Quelle que soit sa forme, cet ultime appel aux votants à quelques jours du référendum est en tout cas annoncé alors que le non fait toujours la course en tête. Le dernier sondage Ifop pour le Journal du Dimanche le crédite de 52% des intentions de vote, tout en laissant entrevoir un léger tassement ; mais un sondage Louis-Harris pour Libération à paraître lundi et I-TELE, tout en donnant la même proportion (52% pour le non, 48% pour le oui) montre au contraire un oui en hausse d'un point par rapport à la précédente enquête des 29 et 30 avril.
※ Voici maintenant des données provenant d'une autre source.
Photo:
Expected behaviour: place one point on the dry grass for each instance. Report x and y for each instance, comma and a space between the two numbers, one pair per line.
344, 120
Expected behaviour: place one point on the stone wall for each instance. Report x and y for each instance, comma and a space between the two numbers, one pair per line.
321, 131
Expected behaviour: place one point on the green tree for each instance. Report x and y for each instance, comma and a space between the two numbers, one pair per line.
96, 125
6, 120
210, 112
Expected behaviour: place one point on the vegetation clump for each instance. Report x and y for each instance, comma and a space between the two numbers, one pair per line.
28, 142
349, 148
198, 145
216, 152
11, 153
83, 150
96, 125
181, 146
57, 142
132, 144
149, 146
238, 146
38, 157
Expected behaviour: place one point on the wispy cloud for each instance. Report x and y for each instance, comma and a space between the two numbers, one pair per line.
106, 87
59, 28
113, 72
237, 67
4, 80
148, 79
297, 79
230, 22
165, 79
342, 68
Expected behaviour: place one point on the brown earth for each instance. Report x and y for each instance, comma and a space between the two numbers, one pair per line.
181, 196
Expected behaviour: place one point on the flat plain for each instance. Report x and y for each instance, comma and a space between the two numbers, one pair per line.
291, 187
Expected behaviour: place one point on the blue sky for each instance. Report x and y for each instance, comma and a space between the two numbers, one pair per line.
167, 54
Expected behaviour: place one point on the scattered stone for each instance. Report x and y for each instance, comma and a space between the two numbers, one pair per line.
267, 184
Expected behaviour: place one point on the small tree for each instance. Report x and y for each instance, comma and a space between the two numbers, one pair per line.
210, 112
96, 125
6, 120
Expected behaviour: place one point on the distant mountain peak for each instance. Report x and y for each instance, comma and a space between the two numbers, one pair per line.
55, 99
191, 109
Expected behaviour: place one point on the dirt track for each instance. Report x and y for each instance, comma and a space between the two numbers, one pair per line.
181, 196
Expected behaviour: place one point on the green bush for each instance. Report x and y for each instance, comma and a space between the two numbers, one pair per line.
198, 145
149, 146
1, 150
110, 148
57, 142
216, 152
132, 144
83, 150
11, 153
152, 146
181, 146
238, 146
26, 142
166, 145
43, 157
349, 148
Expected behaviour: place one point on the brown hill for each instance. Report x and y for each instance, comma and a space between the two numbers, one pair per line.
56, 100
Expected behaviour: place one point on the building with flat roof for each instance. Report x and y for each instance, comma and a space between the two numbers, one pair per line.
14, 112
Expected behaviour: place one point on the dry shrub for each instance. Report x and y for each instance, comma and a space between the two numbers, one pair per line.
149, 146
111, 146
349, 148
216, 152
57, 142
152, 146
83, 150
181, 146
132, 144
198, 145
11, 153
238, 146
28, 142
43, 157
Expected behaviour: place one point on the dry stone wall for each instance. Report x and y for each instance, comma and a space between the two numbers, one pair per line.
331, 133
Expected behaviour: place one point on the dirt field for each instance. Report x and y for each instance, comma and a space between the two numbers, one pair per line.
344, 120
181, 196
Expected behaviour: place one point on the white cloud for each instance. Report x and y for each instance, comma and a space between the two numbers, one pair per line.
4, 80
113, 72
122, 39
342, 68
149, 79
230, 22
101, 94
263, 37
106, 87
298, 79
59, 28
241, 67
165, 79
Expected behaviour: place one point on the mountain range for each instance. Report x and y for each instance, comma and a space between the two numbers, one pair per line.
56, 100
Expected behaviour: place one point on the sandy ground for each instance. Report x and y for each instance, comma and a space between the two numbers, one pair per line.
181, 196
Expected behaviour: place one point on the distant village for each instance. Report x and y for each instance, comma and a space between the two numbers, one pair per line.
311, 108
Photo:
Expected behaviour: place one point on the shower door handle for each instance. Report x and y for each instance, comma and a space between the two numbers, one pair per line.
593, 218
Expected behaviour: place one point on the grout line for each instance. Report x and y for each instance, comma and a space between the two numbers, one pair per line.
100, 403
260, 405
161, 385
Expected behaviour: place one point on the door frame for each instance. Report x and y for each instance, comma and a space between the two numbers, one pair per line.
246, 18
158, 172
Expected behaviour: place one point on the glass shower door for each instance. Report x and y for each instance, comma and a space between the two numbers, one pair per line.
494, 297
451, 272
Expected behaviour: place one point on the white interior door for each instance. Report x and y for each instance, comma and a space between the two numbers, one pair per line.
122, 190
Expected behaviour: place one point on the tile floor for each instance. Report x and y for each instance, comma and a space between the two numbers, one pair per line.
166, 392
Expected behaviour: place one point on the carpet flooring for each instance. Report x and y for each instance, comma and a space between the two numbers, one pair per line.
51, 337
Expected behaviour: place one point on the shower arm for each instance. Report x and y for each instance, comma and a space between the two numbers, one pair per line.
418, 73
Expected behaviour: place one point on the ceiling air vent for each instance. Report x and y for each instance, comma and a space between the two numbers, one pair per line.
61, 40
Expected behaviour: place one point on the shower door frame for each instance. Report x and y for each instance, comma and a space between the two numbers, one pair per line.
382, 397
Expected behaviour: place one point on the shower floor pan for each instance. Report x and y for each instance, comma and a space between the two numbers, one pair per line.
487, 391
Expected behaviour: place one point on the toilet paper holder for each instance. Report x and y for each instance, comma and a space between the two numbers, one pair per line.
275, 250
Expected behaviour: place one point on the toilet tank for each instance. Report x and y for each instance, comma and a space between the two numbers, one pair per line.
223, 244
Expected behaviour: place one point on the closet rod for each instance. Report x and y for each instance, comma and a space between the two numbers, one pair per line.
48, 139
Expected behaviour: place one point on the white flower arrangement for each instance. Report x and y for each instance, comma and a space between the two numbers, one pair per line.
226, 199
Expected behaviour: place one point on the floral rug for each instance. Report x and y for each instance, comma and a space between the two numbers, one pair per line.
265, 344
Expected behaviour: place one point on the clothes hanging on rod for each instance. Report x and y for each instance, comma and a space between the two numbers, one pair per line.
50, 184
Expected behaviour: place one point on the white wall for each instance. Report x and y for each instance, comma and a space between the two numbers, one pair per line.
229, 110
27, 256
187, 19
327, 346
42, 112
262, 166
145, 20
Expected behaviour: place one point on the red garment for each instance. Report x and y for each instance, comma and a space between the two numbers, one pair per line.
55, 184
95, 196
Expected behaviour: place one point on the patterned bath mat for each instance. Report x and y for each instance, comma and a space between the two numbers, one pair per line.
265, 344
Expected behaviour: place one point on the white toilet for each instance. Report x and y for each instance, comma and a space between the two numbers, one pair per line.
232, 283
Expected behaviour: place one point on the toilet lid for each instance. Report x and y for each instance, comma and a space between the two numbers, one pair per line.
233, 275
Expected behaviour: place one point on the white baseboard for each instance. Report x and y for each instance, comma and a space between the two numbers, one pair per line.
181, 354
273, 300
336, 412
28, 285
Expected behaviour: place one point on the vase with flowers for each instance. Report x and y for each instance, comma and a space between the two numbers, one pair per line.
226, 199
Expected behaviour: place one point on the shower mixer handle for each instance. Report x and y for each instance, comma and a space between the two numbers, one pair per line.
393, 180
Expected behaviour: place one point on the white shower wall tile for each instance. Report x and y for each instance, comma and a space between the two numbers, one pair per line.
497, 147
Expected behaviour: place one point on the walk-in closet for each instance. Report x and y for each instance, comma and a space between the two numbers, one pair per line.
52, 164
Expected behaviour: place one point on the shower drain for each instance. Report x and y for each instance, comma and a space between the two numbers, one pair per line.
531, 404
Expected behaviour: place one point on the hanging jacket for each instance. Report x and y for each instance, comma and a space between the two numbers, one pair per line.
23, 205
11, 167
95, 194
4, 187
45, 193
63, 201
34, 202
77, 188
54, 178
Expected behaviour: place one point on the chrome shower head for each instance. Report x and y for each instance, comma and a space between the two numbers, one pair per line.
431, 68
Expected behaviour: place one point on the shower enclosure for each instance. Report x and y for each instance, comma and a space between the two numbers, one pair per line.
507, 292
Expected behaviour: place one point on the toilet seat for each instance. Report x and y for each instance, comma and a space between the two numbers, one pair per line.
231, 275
Selon cette dernière enquête (la 7ème consécutive donnant le non vainqueur) réalisée les 20 et 21 mai, 71% des personnes interrogées se disent "sûres" de leur choix, 20% assurent pouvoir changer d'avis.

"L'Europe n'y est pour rien"

Plus inquiétant peut-être pour le camp du oui : au fil des enquêtes d'opinion, le président comme le Premier ministre apparaissent désormais au plus bas depuis la réélection de Jacques Chirac et l'arrivée de Jean-Pierre Raffarin à Matignon en mai 2002. Le baromètre Ifop/JDD ne crédite plus le président que de 40% de bonnes opinions (-5), contre 59% de mécontents, une tendance confirmée par l'enquête BVA/L'Express rendue publique vendredi. Idem pour Jean-Pierre Raffarin qui, avec 24% de satisfaits (-5) et 74% de mécontents, enregistre chez Ifop le plus fort taux de mécontentement de toute l'histoire de la Vè République. Les deux hommes abordent donc la dernière semaine de campagne dans une position délicate, avec le risque que le référendum ne se transforme en plébiscite contre eux, alors que le lundi de Pentecôte travaillé a cristallisé le mécontement social.

Lucide, le Premier ministre s'est dit, dans un entretien au quotidien Centre Presse, prêt à "assumer les décisions" du président concernant son sort personnel après le référendum, tout en réaffirmant qu'une victoire du non "ne serait pas un acte de politique intérieure". Sera-ce suffisant ? Dans le camp du oui, l'inquiétude est relayée par Valéry Giscard d'Estaing, le "père" de la Constitution européenne, pour qui "nous sommes à la frontière entre un plébiscite qui porte sur le pouvoir, et un référendum qui porte sur un texte". Le numéro 1 du PS, François Hollande, a mis en garde dimanche : "l'impopularité du pouvoir atteint un niveau record. Elle est méritée. (Mais) l'Europe n'y est pour rien. Elle n'a donc pas à en faire les frais".

Dans un tel contexte, nombre de tenants du oui multiplient les appels à plus de discrétion de l'exécutif, même si Jacques Chirac et Jean-Pierre Raffarin ont prévu de monter en première ligne cette semaine, et même si le référendum doit se jouer a priori à gauche, où l'électorat socialiste reste très divisé. Car Jacques Chirac risque de "braquer" les électeurs de gauche qui avaient voté pour lui à contrecoeur en 2002, afin de faire barrage à Jean-Marie Le Pen au second tour de la présidentielle, et Jean-Pierre Raffarin, tous ceux qui contestent sa politique économique et sociale. "Je ne suis pas sûr que les expressions successives du président de la République fassent tellement avancer le oui", estime ainsi Dominique Strauss-Kahn. Diplomate, mais inquiet, Valéry Giscard d'Estaing "souhaite que les grands acteurs de la vie politique de notre pays soient plus prudents dans leurs interventions".